L’économie camerounaise affiche une « remarquable résilience » malgré une année 2025 secouée par l’élection présidentielle, la volatilité des matières premières et des tensions géopolitiques. C’est le constat des dernières consultations du Fonds monétaire international, qui souligne toutefois que 2026 s’annonce plus périlleux, en raison des fragilités internes à la zone Cemac et des incertitudes liées à la fermeture du détroit d’Ormouz.
Le FMI pointe notamment les « perturbations liées aux élections » d’octobre 2025, qui ont affecté commerces, services et investissements sur deux mois.
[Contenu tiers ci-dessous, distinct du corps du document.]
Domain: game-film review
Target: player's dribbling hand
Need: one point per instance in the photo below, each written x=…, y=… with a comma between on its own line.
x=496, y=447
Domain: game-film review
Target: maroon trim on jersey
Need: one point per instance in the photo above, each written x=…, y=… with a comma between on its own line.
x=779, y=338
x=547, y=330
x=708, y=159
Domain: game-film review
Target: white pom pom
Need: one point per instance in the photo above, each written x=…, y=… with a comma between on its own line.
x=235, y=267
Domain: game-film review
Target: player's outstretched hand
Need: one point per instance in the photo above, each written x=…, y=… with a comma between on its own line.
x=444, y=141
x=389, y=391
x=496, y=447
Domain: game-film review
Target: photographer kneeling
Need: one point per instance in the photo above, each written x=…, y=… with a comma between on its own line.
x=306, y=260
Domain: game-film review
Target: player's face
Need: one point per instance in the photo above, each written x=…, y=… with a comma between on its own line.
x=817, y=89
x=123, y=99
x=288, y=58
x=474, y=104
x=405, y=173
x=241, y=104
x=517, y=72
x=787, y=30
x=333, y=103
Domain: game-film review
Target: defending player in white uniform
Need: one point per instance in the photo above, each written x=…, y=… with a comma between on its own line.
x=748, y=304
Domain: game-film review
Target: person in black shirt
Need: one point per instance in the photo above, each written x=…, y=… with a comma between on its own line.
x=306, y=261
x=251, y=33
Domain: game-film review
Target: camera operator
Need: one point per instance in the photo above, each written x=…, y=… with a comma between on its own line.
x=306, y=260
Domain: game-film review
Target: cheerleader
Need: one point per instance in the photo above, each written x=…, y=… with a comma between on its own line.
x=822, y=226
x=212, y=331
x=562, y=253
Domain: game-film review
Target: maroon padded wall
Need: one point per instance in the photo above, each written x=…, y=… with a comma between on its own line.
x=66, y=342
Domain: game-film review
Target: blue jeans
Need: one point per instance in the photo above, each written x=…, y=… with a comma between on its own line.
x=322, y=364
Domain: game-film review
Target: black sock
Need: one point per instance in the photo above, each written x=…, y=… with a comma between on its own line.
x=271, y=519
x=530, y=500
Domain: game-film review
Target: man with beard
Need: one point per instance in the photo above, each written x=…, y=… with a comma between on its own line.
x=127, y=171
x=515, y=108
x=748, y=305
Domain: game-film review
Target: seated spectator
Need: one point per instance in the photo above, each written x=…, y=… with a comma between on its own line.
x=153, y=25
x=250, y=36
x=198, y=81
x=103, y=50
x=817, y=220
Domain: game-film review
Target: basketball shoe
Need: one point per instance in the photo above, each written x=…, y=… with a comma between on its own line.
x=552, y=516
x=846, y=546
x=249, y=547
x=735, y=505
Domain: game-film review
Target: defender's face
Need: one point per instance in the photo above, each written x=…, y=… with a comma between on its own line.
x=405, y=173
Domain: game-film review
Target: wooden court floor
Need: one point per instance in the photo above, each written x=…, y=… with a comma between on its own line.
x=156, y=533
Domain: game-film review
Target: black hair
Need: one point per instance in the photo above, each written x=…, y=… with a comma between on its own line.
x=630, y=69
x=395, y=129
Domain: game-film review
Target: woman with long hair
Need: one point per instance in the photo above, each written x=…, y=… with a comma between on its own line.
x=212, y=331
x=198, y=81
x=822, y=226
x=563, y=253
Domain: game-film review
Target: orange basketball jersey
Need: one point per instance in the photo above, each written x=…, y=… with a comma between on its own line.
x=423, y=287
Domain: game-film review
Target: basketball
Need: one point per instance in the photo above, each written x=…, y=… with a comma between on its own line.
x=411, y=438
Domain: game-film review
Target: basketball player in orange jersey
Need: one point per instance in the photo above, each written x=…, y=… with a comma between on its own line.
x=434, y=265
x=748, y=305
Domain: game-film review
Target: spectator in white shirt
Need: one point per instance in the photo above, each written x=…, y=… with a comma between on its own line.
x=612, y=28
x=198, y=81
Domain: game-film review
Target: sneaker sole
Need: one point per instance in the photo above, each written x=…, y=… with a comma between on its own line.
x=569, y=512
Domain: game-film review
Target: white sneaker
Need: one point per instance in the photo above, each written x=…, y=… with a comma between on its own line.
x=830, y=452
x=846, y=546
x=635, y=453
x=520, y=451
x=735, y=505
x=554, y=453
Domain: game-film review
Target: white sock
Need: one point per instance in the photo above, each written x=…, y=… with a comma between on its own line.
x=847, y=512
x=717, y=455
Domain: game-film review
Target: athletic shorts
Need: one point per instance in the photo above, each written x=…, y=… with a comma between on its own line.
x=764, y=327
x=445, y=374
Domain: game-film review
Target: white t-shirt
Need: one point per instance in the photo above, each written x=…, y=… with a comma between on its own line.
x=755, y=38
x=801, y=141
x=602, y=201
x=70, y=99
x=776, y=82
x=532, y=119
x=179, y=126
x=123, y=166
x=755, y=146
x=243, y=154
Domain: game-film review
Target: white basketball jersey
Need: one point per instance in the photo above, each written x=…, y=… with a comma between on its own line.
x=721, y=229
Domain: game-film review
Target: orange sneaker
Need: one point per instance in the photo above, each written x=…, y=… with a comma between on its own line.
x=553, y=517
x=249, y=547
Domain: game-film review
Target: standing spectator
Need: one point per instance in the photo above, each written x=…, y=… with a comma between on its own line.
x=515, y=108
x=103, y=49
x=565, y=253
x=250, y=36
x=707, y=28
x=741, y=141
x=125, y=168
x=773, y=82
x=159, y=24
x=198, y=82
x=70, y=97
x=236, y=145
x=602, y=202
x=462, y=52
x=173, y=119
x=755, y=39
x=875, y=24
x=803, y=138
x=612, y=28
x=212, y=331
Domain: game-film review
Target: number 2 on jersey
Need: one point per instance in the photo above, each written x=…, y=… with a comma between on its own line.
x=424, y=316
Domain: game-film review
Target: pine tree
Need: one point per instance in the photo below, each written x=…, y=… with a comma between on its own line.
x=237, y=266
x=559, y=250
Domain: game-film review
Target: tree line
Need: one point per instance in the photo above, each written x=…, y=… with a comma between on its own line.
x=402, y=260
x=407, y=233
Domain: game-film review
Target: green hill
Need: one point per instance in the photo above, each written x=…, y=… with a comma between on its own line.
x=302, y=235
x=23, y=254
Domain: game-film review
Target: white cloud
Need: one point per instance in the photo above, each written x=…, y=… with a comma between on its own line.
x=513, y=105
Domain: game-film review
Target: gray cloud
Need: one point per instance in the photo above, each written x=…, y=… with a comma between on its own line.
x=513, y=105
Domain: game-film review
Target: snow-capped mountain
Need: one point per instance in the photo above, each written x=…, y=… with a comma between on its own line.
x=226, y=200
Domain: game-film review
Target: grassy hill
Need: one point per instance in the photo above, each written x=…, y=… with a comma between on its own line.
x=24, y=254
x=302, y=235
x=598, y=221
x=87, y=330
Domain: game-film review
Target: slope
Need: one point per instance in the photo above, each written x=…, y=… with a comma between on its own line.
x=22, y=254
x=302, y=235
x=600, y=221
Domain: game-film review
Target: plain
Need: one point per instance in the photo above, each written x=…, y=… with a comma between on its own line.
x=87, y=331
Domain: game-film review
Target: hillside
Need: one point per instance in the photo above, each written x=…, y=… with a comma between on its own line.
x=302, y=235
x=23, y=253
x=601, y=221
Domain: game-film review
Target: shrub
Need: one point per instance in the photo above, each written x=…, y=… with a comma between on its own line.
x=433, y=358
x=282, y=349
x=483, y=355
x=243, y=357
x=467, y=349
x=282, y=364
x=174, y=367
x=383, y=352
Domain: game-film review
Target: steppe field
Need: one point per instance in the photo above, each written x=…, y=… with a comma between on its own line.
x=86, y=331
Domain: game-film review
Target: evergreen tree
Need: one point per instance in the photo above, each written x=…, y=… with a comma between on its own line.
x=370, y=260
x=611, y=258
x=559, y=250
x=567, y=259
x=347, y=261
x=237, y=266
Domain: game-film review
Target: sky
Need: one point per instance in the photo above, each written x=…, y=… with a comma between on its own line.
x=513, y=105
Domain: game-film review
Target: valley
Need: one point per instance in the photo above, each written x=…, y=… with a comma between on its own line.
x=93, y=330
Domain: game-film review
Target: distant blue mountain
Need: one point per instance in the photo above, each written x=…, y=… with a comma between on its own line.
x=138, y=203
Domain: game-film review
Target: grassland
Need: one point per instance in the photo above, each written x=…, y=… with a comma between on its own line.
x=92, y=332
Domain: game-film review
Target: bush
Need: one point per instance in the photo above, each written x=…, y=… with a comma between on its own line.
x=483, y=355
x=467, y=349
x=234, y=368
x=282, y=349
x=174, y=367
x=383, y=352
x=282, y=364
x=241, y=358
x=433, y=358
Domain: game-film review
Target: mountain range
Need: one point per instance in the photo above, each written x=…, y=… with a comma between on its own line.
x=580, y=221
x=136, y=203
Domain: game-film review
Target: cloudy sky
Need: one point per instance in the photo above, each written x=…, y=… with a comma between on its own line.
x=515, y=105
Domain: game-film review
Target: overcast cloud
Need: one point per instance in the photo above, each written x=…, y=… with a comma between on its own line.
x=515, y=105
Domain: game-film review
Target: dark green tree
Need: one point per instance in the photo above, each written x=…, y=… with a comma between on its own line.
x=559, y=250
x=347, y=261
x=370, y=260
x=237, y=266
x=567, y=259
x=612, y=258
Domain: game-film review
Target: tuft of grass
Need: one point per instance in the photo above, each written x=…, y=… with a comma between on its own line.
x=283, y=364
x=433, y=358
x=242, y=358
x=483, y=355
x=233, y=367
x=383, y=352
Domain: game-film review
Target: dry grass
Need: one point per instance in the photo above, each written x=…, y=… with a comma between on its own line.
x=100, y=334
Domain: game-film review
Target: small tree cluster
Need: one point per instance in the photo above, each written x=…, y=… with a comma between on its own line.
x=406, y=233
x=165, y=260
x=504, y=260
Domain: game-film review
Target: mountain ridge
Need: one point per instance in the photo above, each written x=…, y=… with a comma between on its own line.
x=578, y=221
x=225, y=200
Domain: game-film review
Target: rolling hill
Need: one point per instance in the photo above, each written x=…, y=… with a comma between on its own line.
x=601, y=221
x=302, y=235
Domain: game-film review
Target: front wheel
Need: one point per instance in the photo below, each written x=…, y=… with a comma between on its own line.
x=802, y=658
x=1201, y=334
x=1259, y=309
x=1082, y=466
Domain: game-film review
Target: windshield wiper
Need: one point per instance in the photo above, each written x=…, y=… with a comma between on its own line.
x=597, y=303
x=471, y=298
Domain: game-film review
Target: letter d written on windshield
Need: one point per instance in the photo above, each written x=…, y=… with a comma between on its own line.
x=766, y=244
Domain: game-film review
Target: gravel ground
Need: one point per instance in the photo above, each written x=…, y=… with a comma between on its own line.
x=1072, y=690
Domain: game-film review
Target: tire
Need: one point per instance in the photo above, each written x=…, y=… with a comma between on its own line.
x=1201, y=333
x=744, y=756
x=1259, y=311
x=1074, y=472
Le Groupement des entreprises du Cameroun a chiffré ces pertes à plus de 200 milliards de francs CFA, soit environ 304 millions d’euros, sans compter un manque à gagner fiscal de 43 milliards de francs CFA. À cela s’ajoute un « dérapage des dépenses courantes » de 11 %, alimenté par l’organisation du scrutin et les frais sécuritaires engagés par la Société nationale des hydrocarbures pour le compte de l’État.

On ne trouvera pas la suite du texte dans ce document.